Netflix estimates that "over 100 million" of their subscribers worldwide and 30 million in the United States and Canada are engaged in password sharing. That is: One subscriber will pay for the service (Netflix costs $9.99, $15.49, or $19.99 a month, depending on the package you select), and will allow another user to sign in at a different location using the same password. The middle tier price point allows for two screens to run Netflix simultaneously. The top tier price point allows for four. 

As reported in the Hollywood Reporter today, Netflix has announced that it will begin a crackdown on password sharing around the world. In an announcement to their shareholders, Netflix said this was an opportunity to regain some of the profits lost in recent months. As previously reported in /Film, reining in password sharing could potentially lead to higher profits for the company. Previous reports in The Streamable and on Gammawire reported how Netflix is already testing technology that would curtail the practice. Netflix also has been testing a variant of their service in Costa Rica, Chile, and Peru to see if they could track when a password was being used outside of a user's central home. 
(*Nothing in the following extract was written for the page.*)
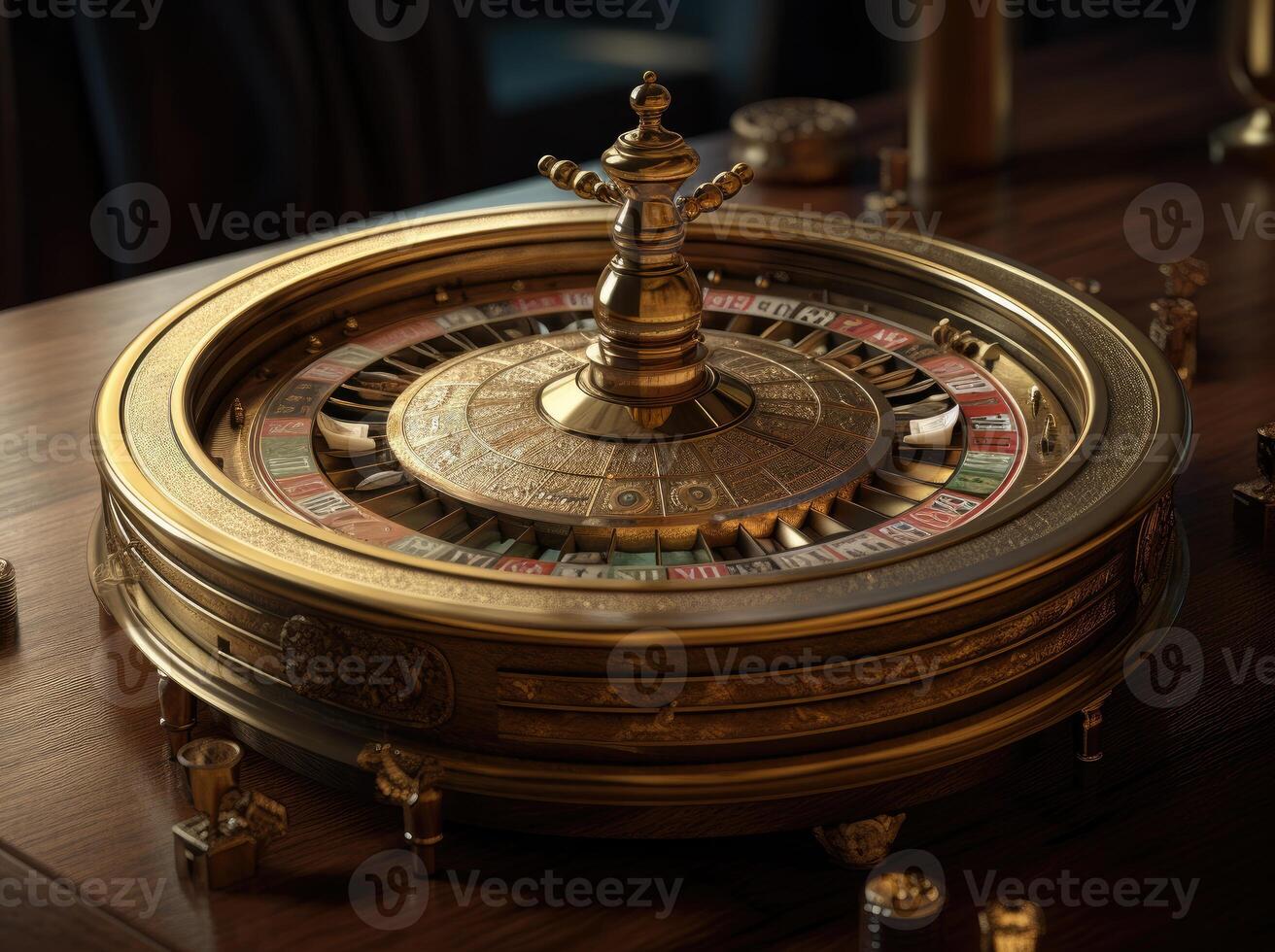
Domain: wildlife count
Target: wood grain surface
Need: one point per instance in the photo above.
(86, 793)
Password sharing activity has been difficult to track, as Netflix allows several members within a household to operate on their own personal profiles. When one of those profiles comes from, say, another state, Netflix is unable to tell the difference.
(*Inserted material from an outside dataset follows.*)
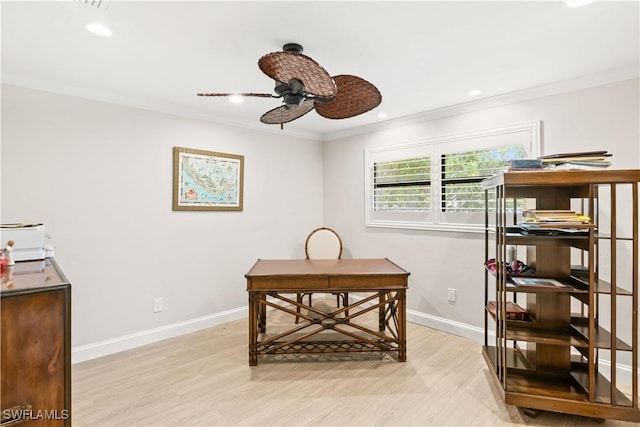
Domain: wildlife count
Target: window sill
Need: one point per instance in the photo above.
(458, 228)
This type of crackdown will likely expand in the future. 

Netflix claimed in the Hollywood Reporter article that the practice of sharing passwords has remained constant over their lifespan. During COVID-related lockdowns, subscriptions increased rapidly, and Netflix was unable to track how many of their new subscribers were also sharing passwords.

A fall in subscribers

This news comes at the same time as an announcement in Variety that Netflix has lost 200,000 subscribers in the last three months, and predicts to lose another two million in the next three months. This contradicts previous projections that predicted that subscriber volume would rise. Via the Variety coverage, Wall Street had predicted an increase in 2.8 million subscribers, likely due to the appeal of "The Adam Project" and the second season of the romance series "Bridgerton."
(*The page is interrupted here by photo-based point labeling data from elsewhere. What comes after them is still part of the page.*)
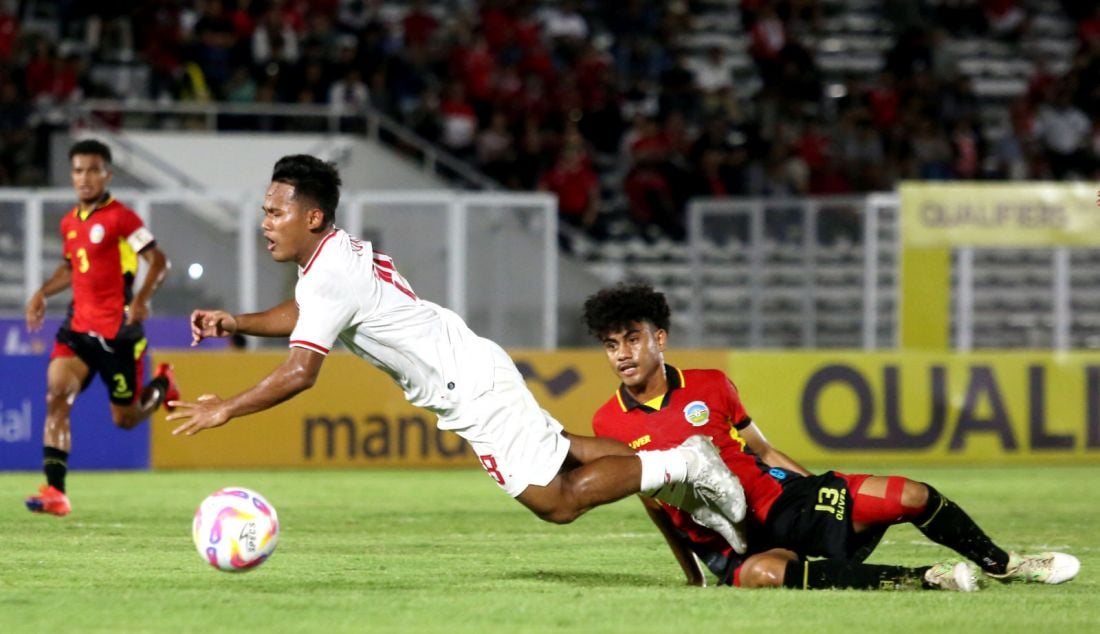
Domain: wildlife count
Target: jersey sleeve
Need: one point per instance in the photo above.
(738, 416)
(326, 308)
(136, 234)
Netflix recently suspended their service in Russia due to the country's invasion of Ukraine. This accounts for a loss of subscribers, as would economic hardships and inflation. Another account for a fall in subscriptions would be the increased amount of streaming competition. Several high-profile streaming services from major Hollywood players have launched in the last few years.

A crackdown on password sharing, Netflix seems to feel, would force the viewers who are currently not paying to pony up and join themselves. To editorialize, a more likely scenario would be a mass expulsion of viewers from the service who will not return, as many will not be able to afford it, while others will simply have no interest in paying. 

This will not be the first crackdown on password sharing. Back in 2019, /Film reported that Disney+ had teamed with a company called Charter Communications to also put the kibosh on password sharing. 

What with premium streaming packages, increasing prices, a lockdown on password sharing, and increasingly in-demand content, the current streaming landscape is looking more and more like 1990s cable TV.